Borrego L M, Stocks J, Leiria-Pinto P, Peralta I, Romeira A M, Neuparth N, Rosado-Pinto J E, Hoo A-F
Serviço de Imunoalergologia, Centro Hospitalar Lisboa Central-Hospital de Dona Estefania, Lisboa, Portugal.
Thorax. 2009 Mar;64(3):203-9. doi: 10.1136/thx.2008.099903. Epub 2008 Nov 13.
Although several risk factors for asthma have been identified in infants and young children with recurrent wheeze, the relevance of assessing lung function in this group remains unclear. Whether lung function is reduced during the first 2 years in recurrently wheezy children, with and without clinical risk factors for developing subsequent asthma (ie, parental asthma, personal history of allergic rhinitis, wheezing without colds and/or eosinophil level >4%) compared with healthy controls was assessed in this study.
Forced expiratory flows and volumes in steroid naïve young children with >or=3 episodes of physician confirmed wheeze and healthy controls, aged 8-20 months, were measured using the tidal and raised volume rapid thoracoabdominal compression manoeuvres.
Technically acceptable results were obtained in 50 wheezy children and 30 controls using tidal rapid thoracoabdominal compression, and 44 wheezy children and 29 controls with the raised volume technique. After adjustment for sex, age, body length at test and maternal smoking, significant reductions in z scores for forced expiratory volume at 0.5 s (mean difference (95% CI) -1.0 (-1.5 to -0.5)), forced expired flow after 75% forced vital capacity (FVC) has been exhaled (FEF(25)) (-0.6 (-1.0 to -0.2)) and average forced expired flow over the mid 50% of FVC (FEF(25-75)) (-0.8 (-1.2 to -0.4)) were observed in those with recurrent wheeze compared with controls. Wheezy children with risk factors for asthma (n = 15) had significantly lower z scores for FVC (-0.7 (-1.4 to -0.04)) and FEF(25-75) (-0.6 (-1.2 to -0.1)) than those without such risk factors (n = 29).
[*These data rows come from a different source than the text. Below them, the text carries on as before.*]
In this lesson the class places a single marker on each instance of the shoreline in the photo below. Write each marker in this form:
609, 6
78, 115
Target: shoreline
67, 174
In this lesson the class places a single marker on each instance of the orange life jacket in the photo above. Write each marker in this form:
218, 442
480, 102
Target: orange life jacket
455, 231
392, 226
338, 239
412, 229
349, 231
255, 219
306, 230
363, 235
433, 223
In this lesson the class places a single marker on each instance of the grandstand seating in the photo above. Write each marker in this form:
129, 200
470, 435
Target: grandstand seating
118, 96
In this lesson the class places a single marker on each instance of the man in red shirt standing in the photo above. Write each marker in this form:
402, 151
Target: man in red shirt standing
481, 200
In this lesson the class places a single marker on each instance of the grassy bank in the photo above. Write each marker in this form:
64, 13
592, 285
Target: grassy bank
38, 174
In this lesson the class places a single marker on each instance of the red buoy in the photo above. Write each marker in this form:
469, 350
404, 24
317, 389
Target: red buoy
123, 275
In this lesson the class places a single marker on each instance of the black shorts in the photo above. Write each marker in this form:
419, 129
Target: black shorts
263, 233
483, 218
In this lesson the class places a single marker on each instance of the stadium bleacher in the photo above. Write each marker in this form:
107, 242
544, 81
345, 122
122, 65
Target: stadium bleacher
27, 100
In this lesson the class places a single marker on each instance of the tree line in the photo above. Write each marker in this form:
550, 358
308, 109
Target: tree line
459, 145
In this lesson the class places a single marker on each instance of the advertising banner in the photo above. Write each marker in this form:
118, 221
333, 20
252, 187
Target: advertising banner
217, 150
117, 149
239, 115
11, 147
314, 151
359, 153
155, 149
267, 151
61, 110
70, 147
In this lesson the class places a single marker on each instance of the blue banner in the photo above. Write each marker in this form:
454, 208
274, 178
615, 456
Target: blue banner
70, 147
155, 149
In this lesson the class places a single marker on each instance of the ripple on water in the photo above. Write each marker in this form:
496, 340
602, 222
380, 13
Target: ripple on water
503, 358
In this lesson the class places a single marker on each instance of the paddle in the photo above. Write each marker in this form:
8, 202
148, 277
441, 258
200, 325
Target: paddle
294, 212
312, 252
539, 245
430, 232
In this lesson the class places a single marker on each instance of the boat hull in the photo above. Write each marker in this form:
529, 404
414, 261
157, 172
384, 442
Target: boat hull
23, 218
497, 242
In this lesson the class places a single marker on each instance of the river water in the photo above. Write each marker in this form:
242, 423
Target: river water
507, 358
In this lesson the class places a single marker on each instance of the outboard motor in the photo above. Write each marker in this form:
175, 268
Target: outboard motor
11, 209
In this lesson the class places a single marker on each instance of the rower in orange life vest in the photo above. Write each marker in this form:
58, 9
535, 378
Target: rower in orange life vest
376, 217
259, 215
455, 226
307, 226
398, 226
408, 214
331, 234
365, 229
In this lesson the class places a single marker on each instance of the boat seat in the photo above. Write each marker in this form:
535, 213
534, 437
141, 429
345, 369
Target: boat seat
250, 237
Compared with healthy controls, airway function is reduced in young children with recurrent wheeze, particularly those at risk for subsequent asthma. These findings provide further evidence for associations between clinical risk factors and impaired respiratory function in early life.
尽管已在反复喘息的婴幼儿中确定了多种哮喘风险因素,但在该群体中评估肺功能的相关性仍不明确。本研究评估了反复喘息儿童在2岁前肺功能是否降低,这些儿童有无发展为后续哮喘的临床风险因素(即父母患哮喘、个人有过敏性鼻炎病史、无感冒时喘息和/或嗜酸性粒细胞水平>4%),并与健康对照进行比较。
对8至20个月大、有≥3次经医生确诊喘息发作的未使用类固醇的幼儿及健康对照,采用潮气法和增加气量快速胸腹按压动作测量用力呼气流量和容积。
采用潮气快速胸腹按压法,50例喘息儿童和30例对照获得了技术上可接受的结果;采用增加气量法,44例喘息儿童和29例对照获得了技术上可接受的结果。在对性别、年龄、测试时身长和母亲吸烟情况进行校正后,与对照组相比,反复喘息儿童的0.5秒用力呼气容积z值(平均差值(95%CI)-1.0(-1.5至-0.5))、呼出75%用力肺活量(FVC)后的用力呼气流量(FEF(25))(-0.6(-1.0至-0.2))以及FVC中间50%的平均用力呼气流量(FEF(25-75))(-0.8(-1.2至-0.4))显著降低。有哮喘风险因素的喘息儿童(n = 15)的FVC(-0.7(-1.4至-0.04))和FEF(25-)75(-0.6(-1.2至-0.1))的z值显著低于无此类风险因素的儿童(n = 29)。
与健康对照相比,反复喘息儿童,尤其是有后续哮喘风险的儿童,气道功能降低。这些发现为临床风险因素与生命早期呼吸功能受损之间的关联提供了进一步证据。